Era muy temprano cuando pidió salir a la terraza. Era todavía más temprano que otros días y subió
con prisa, dejando de lado algunos pequeños achaques detectados. El aire todavía estaba claro, todavía limpio de humanos que con el correr de las horas, se irían apoderando de todos los caminos y del paisaje. La estrella de la mañana le hizo un guiño y el perro parpadeó un momento: era como si los otros le saludaran desde allá arriba. Se sentó sobre sus cuartos traseros, los orificios nasales se dilataron y la negra nariz cobró brillo. Sí, ahí estaba: olía a Fin de Año.
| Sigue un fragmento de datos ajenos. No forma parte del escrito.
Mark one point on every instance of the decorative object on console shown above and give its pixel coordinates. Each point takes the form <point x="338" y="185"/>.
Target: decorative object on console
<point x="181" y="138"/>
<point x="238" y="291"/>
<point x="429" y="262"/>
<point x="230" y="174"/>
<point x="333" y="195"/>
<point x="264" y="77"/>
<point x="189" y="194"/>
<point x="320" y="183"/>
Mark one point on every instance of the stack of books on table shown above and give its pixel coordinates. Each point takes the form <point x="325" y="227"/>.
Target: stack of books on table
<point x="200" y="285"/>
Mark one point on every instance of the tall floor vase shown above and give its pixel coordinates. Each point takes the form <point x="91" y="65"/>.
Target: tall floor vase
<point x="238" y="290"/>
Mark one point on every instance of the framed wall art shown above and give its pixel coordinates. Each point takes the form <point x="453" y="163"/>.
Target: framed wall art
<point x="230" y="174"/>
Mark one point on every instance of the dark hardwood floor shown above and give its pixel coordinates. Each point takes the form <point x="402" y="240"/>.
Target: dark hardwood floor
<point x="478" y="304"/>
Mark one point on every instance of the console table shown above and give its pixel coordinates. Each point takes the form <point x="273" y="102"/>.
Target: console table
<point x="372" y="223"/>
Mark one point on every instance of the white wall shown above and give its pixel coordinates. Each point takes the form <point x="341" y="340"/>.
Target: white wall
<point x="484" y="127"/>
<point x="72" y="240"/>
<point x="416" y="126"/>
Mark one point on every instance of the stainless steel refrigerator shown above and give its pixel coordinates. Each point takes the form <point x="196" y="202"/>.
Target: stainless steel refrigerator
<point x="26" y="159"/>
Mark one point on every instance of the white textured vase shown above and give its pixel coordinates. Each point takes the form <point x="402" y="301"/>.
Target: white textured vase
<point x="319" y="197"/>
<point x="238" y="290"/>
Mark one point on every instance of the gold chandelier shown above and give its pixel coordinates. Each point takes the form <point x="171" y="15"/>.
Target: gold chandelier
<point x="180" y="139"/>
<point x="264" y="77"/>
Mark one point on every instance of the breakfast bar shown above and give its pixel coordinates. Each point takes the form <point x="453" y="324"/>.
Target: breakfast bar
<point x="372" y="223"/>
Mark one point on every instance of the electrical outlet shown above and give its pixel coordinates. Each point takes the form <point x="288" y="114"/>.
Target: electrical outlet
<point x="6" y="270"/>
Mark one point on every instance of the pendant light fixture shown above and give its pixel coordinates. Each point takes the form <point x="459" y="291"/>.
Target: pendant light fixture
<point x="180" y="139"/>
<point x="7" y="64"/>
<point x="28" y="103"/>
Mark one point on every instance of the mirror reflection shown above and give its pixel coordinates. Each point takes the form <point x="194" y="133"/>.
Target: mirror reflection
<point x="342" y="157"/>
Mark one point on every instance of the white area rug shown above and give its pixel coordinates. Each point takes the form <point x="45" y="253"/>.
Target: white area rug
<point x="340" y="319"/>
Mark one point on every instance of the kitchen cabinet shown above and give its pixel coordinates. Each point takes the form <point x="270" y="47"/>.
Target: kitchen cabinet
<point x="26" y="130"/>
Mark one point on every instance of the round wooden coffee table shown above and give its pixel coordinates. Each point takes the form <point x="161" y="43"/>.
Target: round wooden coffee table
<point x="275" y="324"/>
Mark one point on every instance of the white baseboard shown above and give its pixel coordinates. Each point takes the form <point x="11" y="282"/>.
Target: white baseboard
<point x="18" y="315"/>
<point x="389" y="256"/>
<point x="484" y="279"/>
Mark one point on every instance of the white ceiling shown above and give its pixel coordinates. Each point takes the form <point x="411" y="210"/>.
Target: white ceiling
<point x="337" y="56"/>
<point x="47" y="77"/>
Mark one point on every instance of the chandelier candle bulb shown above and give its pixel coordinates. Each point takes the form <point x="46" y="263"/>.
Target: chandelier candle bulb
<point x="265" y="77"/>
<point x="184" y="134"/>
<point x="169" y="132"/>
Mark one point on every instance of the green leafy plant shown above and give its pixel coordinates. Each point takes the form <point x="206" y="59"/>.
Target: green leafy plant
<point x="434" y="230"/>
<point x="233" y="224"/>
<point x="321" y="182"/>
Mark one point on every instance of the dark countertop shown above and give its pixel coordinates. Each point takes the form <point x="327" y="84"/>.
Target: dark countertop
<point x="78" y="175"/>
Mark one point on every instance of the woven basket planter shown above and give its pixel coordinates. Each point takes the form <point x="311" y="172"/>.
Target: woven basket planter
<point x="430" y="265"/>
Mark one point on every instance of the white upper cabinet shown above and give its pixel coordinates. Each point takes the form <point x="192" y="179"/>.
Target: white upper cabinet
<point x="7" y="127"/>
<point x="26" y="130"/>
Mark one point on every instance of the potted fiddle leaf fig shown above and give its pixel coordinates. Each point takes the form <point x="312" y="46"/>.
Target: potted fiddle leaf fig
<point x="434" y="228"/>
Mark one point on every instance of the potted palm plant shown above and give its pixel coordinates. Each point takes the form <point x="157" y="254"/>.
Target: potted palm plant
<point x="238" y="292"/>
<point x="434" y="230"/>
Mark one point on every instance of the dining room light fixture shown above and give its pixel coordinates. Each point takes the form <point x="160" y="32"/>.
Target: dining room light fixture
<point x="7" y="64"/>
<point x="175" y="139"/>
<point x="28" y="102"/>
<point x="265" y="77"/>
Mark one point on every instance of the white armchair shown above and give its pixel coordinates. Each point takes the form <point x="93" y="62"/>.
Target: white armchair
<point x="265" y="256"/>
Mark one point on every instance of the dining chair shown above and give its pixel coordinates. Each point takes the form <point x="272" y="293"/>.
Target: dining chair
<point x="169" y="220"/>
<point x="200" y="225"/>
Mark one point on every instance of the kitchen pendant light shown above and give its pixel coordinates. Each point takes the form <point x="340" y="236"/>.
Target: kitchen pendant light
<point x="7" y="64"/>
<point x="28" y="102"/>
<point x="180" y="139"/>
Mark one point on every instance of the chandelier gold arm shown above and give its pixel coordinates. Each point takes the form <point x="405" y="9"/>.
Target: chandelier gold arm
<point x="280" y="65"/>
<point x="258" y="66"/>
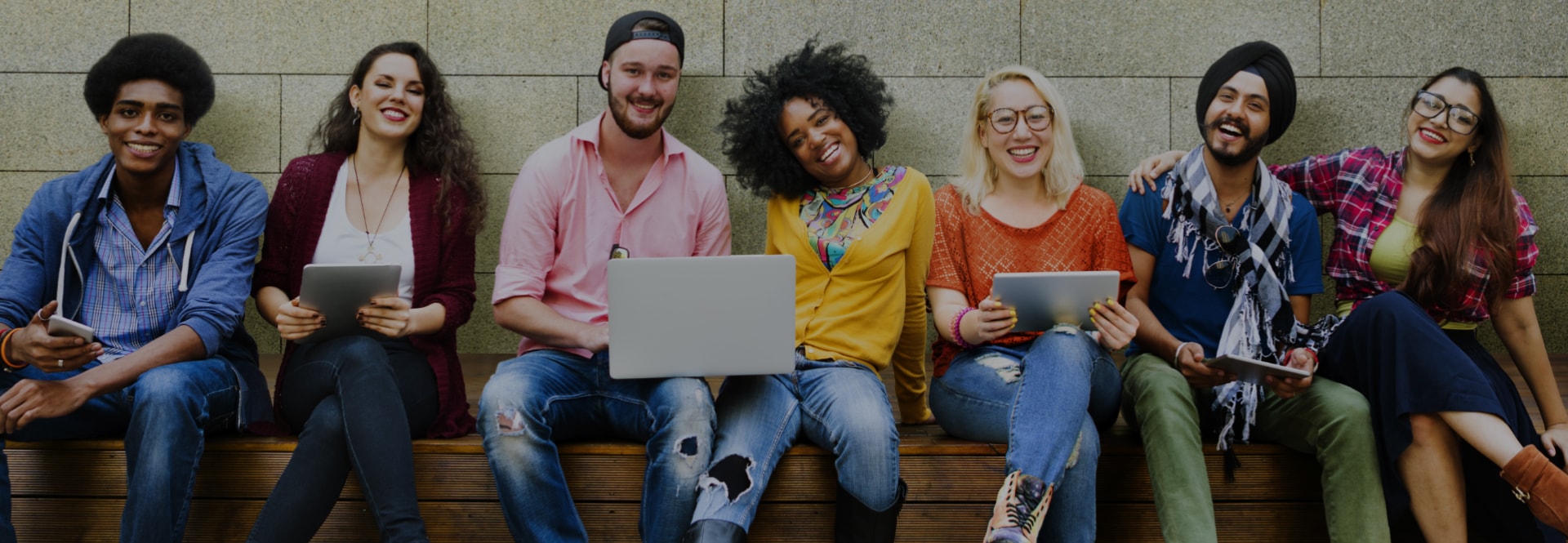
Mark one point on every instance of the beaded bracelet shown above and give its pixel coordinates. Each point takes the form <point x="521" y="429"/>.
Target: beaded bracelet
<point x="959" y="335"/>
<point x="5" y="344"/>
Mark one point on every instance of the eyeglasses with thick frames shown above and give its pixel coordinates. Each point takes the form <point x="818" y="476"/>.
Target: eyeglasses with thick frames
<point x="1037" y="118"/>
<point x="1462" y="120"/>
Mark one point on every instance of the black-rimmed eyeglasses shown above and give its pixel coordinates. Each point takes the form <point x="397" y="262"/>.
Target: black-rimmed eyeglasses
<point x="1037" y="118"/>
<point x="1230" y="241"/>
<point x="1462" y="120"/>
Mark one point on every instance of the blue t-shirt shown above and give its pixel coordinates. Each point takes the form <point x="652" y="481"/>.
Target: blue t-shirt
<point x="1189" y="308"/>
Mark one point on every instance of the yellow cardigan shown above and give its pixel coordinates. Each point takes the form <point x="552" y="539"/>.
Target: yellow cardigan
<point x="871" y="306"/>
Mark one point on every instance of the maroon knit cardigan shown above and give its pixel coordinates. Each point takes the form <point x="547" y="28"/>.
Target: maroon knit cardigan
<point x="443" y="270"/>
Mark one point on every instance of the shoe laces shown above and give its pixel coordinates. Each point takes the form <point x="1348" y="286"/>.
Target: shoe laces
<point x="1019" y="504"/>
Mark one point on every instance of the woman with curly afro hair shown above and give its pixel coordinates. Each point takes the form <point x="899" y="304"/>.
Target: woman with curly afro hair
<point x="802" y="136"/>
<point x="397" y="182"/>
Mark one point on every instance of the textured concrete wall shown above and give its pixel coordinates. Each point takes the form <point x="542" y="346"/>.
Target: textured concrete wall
<point x="521" y="73"/>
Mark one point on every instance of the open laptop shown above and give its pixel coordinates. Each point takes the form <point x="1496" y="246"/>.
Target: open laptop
<point x="702" y="316"/>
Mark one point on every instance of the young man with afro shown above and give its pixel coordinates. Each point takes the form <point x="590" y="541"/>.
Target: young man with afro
<point x="151" y="247"/>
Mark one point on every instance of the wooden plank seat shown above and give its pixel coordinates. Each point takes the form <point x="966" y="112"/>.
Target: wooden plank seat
<point x="952" y="485"/>
<point x="74" y="490"/>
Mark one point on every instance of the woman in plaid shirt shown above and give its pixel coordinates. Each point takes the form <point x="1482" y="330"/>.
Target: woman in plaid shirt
<point x="1429" y="242"/>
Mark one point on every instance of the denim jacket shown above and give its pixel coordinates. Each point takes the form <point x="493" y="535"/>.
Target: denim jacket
<point x="216" y="236"/>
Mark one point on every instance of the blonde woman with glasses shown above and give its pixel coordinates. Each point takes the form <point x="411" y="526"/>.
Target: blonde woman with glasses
<point x="1021" y="206"/>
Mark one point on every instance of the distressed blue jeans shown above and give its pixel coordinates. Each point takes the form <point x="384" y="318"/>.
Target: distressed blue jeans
<point x="1048" y="401"/>
<point x="838" y="405"/>
<point x="548" y="396"/>
<point x="163" y="418"/>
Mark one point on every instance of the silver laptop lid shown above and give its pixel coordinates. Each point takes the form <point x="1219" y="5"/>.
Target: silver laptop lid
<point x="702" y="316"/>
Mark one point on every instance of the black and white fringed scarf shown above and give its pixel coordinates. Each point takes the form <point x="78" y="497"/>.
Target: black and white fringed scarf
<point x="1261" y="323"/>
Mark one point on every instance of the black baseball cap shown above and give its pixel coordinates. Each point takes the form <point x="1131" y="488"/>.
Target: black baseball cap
<point x="621" y="32"/>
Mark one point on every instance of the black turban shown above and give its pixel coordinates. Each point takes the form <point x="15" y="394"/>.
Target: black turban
<point x="1269" y="63"/>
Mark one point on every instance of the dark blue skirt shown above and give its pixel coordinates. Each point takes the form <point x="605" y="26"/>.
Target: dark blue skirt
<point x="1404" y="363"/>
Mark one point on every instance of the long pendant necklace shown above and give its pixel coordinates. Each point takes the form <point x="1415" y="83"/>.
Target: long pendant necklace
<point x="371" y="238"/>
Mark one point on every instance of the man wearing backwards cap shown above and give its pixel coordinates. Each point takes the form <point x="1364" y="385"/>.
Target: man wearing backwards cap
<point x="617" y="185"/>
<point x="1228" y="260"/>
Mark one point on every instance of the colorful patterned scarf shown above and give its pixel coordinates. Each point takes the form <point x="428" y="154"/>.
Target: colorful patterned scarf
<point x="836" y="219"/>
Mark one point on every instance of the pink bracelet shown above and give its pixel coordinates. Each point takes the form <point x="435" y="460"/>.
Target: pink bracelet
<point x="959" y="335"/>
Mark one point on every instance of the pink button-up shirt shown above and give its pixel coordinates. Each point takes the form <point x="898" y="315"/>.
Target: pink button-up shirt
<point x="564" y="221"/>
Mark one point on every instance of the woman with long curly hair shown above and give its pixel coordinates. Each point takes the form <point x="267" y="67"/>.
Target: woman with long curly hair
<point x="397" y="182"/>
<point x="1429" y="242"/>
<point x="804" y="136"/>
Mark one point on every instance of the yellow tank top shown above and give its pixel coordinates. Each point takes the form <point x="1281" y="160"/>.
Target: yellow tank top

Como todos los años desde que vivía en esa casa, realizó el ritual que todos los perros de este mundo realizan poco antes de la Nochevieja. No era exactamente un acto de contrición, porque los perros están más allá de esas complicaciones morales humanas sobre el bien y el mal. Más bien era una especie de sentarse aquí y ahora para saber qué había dejado el año moribundo y qué esperar del que iniciaba. Para muchos por desgracia era negativo, lleno de cargas pesadas infligidas por la gente, por aquellos que toman y quitan, por aquellos que no comparten esta Tierra y de a poco y de a mucho, la erosionan y envenenan de diversas formas, algunas visibles y palpables y otras con sus actos.
El perro miró a la lejanía, ahí donde en el infinito se fundía con el horizonte y con los volcanes eternos. Vinieron los recuerdos de los buenos momentos, de los instantes cotidianos que suelen ser los mejores, del recibir el alimento diario y no tener que buscarlo, como en otros tiempos de penuria, hasta que las patas se arrastraban de cansancio. Era agradecer el despertar y ver el rostro amado del amo, de esperarlo día con día con ansiedad y emoción, sin importar mucho su estado de ánimo. Pensó en los compañeros que había perdido ese año, los mejores del mundo y cómo había tenido que dejarlos ir porque los animales saben bien cuándo es tiempo de dejarlo todo y cuándo es deber seguir en este plano. Aprendió también a aceptar a los que se incorporaron al clan, cosa que no le resultó fácil porque son animales que tienen otro tamaño, un olor diferente y traen consigo sus propias historias. Pensó también en los paseos, en las botellas de plástico y en los bocadillos a hurtadillas, en las travesuras y en los regaños. Todo eso contenido en ese gran saco del año que terminaba.
Miró hacia la calle y vio a aquellos que todavía tenían que valérselas solos, guiados solamente por su instinto y sin alguien que les permitiese ser parte de esa unicidad de la que formamos parte los seres vivos. Si tan solo alguno de esos humanos perdidos pudiera ver que lo único que necesitan es un amigo a prueba de todo y que ese amigo camina también extraviado, pero de otra manera, en las calles y aceras…
Sopló el viento y se hizo la mañana, teñida de un tímido rosa pálido que se convirtió en un naranja furioso que finalmente, parió al sol de todos los días. El último día inició sin prisa, incluso con cierta pereza cuando algunos jirones de nubes amenazaron con ocultar al sol. El sol avanzó y las dejó atrás, para iluminar este último día que quizá sería el último para muchos habitantes de ese mundo azul. El perro no se sintió insignificante, sino parte de un todo. Sabía cuál era su lugar y este era importante. Abrazó al año que partía, lamió su nariz y movió la cola. El año por iniciar sería magnífico, aunque dependiera de los humanos. Quizá algún día lo entenderían.